He’s a maniac, maniiiiac

Vous êtes nombreux à me dire : « Y’a des films que tu aimes ?!! », « Tu n’aimes rien ! » et patati et patata. C’est vrai que j’ai parfois la dent dure, je dois l’admettre. Donc croyez-le bien quand je vous dis que j’adore The Voices de Marjane Satrapi (Persepolis, Poulet aux prunes) et qu’il est pour moi, à l’heure actuelle, le meilleur film de l’année 2015 ! Près de deux mois que j’attends de vous parler de cette petite perle depuis que je l’ai découverte au Festival du film Fantastique de Gerardmer (où il a reçu un Prix du Public bien mérité). Aujourd’hui, je lâche tout !
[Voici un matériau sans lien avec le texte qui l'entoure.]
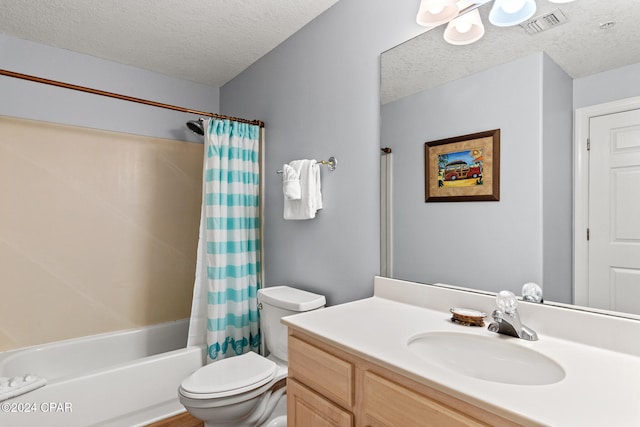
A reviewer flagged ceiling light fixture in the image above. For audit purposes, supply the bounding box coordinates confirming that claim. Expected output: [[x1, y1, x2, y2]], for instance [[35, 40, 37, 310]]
[[444, 0, 484, 46], [416, 0, 575, 45], [489, 0, 536, 27]]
Jerry (Ryan Reynolds) est un ouvrier franchement sympa. Son seul problème : Il est schizophrène. C’est peut-être un détail pour vous mais pour lui ça veut dire beaucoup. Genre que son chien et son chat lui parle tels un ange et un démon posés sur ses épaules et tâchant d’infléchir ses choix. Et quand l’amour s’en mêle, ça risque bien de faire des tâches sur le tapis…

The Voices est drôle.

C’est une vraie comédie noire à l’humour bien grinçant (tagline d’affiche). A ce titre, vous allez tomber amoureux de Mr Whiskers, le chat diabolique dont chaque saillie fait mouche. Une boule de poils entre Garfield et Satan contre lequel le sympathique et placide chien Bosco ne peut pas faire grand chose mais offre un vrai contrepoids. Deux éléments qui participent grandement au second degré salvateur d’un film assez glauque dans ses enjeux. Un humour qui a la bonne idée de ne pas se borner à des dialogues qui claquent mais qui s’infuse aussi dans les situations et les personnages pour créer une atmosphère décalée jouissive. Quant aux excellents comédiens, vous n’avez jamais vu Ryan Reynolds aussi bon (et doubleur de génie) tandis qu’Anna Kendrick (la blonde innocente) et Gemma Aterton (la brune volcanique) vous feront craquer.

The Voices est effrayant.

Et ça, on ne s’y attendait pas forcément. D’ordinaire, quand une comédie donne dans un tel sujet, elle s’arrange pour ne pas se mouiller. Là, on y va franco dans les accidents mortels et les emmerdes gores qui s’accumulent autour de notre pauvre héros. Un héros qui commet des choses atroces mais constamment attachant par un tour de force d’identification. A l’image du Maniac de William Lustig, le film travaille un vrai anti-héros avec le recul nécessaire sur les actes mais l’empathie certaine pour un personnage simplement malade. Ça a beau être sanglant et dégueulasse parfois, on ne peut s’empêcher de finalement plaindre Jerry. Et d’être terrifié par sa condition.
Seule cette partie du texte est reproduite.